One thing, they LOOK SICK. And I have heard that they are VERY light, we will see how well they hold up. Again flow is about loving or hating, and I love my old flows even though they are considered "crap" lol so I can't wait for these.


----------



## MunkySpunk (Jan 7, 2009)

The Team bindings were their top of the line last year. I was tempted to spring on the deal myself, but I've got some 09 NXT-AT's already and have dreams of landing some NXT-FRX's when the price drops later this season. :laugh:

It's a great deal, no doubt about it.


----------



## basslover911 (Feb 6, 2009)

How are those NXT treating you?


----------



## sumo28 (Nov 4, 2009)

how come this model was discontinued for 2010? or was it just renamed?


----------



## MunkySpunk (Jan 7, 2009)

basslover911 said:


> How are those NXT treating you?


I like them. If I couldn't get my NXT-FRX's like I hope, I'd still be perfectly happy with my NXT-AT's. 

BA made a good point about them when I asked: They're not THE BEST bindings out there, but what 99% of the forum members use aren't either. I'm not trying to hit Mach 3 going down K2, I'm not in the Olympics, and I'm not a pro. For what I (and almost everyone here) need bindings for, my NXT's do the job nicely.

If they're good enough for him and what he puts equipment through, they're good enough for my piddly ass. :laugh:


sumo28 said:


> how come this model was discontinued for 2010? or was it just renamed?


:dunno: for sure. Probably because of the prohibitively high cost they didn't sell well or something. Possibly because their NXT's did the job just as well at half the cost.


----------



## legallyillegal (Oct 6, 2008)

basslover911 said:


> One thing, they LOOK SICK. And I have heard that they are VERY light, we will see how well they hold up.

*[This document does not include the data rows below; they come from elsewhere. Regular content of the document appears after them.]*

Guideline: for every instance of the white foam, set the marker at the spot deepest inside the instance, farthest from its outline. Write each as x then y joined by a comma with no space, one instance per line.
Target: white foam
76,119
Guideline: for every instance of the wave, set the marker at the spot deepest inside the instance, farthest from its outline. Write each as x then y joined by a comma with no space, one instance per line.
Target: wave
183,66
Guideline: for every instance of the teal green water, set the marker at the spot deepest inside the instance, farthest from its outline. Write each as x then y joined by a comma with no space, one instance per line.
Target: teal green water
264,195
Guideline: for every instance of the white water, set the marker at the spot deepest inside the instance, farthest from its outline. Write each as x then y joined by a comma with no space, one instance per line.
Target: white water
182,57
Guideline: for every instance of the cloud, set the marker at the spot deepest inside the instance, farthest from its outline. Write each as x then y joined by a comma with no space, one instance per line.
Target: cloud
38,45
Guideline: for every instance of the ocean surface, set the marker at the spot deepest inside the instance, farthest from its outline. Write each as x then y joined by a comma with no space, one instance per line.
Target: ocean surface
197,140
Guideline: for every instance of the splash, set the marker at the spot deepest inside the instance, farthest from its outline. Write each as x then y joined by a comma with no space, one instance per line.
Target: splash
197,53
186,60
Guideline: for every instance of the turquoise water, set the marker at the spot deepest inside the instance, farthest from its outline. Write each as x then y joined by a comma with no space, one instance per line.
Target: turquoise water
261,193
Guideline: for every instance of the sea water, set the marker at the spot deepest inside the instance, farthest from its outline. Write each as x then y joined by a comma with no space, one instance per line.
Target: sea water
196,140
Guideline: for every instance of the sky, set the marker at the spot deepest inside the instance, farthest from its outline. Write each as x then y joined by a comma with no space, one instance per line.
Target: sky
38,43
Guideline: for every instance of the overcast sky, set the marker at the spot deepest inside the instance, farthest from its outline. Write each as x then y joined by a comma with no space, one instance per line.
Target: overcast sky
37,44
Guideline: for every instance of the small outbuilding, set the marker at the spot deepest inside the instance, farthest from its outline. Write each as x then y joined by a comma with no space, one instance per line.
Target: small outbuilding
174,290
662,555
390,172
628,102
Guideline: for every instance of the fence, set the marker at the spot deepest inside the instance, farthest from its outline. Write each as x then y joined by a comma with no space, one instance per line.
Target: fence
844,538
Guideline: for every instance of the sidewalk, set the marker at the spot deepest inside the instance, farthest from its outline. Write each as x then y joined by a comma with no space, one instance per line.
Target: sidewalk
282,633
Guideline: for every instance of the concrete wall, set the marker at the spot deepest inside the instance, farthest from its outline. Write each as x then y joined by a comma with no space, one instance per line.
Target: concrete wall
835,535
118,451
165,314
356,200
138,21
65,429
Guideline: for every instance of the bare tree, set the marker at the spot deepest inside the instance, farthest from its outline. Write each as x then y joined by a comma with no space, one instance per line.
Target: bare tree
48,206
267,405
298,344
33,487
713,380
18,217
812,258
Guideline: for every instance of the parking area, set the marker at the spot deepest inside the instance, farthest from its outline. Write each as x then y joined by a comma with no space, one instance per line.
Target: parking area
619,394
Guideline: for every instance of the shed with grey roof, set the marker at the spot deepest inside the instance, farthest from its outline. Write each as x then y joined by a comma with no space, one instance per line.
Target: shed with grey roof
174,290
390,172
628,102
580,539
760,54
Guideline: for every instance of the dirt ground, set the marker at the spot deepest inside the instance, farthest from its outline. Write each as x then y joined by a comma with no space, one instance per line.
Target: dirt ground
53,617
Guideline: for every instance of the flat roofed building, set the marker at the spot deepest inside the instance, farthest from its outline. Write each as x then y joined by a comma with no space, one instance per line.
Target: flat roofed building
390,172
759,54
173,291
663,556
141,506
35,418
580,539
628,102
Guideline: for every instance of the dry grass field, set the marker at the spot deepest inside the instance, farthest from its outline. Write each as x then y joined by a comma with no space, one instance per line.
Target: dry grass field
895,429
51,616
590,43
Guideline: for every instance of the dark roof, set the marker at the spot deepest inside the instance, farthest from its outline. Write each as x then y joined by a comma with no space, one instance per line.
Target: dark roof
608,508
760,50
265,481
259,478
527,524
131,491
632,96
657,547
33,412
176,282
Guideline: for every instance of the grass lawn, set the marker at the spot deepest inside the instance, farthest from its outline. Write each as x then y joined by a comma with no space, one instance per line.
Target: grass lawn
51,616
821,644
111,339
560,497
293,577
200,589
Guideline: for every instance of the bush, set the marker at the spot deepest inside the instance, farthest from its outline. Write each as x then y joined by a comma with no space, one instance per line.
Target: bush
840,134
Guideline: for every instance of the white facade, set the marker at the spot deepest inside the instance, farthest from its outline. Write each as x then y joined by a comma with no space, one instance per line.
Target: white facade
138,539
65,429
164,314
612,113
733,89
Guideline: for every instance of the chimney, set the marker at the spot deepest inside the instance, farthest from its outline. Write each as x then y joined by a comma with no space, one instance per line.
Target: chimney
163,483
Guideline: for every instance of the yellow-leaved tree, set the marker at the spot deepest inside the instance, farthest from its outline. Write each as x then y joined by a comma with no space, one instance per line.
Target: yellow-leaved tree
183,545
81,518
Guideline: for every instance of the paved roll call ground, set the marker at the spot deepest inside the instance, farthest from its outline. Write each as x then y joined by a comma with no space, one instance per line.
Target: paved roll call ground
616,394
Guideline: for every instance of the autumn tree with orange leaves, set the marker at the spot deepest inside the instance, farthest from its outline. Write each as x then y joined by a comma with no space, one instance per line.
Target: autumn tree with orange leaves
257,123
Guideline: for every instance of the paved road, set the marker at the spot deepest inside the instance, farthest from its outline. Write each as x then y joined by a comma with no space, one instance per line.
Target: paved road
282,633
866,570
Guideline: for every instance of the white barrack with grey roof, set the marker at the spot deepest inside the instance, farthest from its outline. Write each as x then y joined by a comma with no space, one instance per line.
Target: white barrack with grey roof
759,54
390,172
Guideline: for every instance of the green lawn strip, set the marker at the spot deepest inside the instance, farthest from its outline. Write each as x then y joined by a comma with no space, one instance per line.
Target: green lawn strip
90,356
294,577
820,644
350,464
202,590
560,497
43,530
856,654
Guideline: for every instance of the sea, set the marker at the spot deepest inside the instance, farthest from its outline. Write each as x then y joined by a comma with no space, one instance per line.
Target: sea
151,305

1.8lbs, so middle of the road, but not on the heavy side


----------



## tschamp20 (Nov 2, 2009)

thanks for the heads up. i was able to pick up a pair to replace my flite 1's:laugh: i was about to get the m9 but this was perfect timing.thanks again.


----------



## basslover911 (Feb 6, 2009)

tschamp20 said:


> thanks for the heads up. i was able to pick up a pair to replace my flite 1's:laugh: i was about to get the m9 but this was perfect timing.thanks again.


Did you just order them online? Or do you have them in your possession already?


----------



## Leo (Nov 24, 2009)

Flite 1 to Team? You're definitely going to be stoked once you ride it.


----------



## basslover911 (Feb 6, 2009)

^^ I'm going from YEARS old flows (dont even have a model) to these so I should also see a HUGE difference... and like I said I loved those old ones so I'm going to marry these new ones!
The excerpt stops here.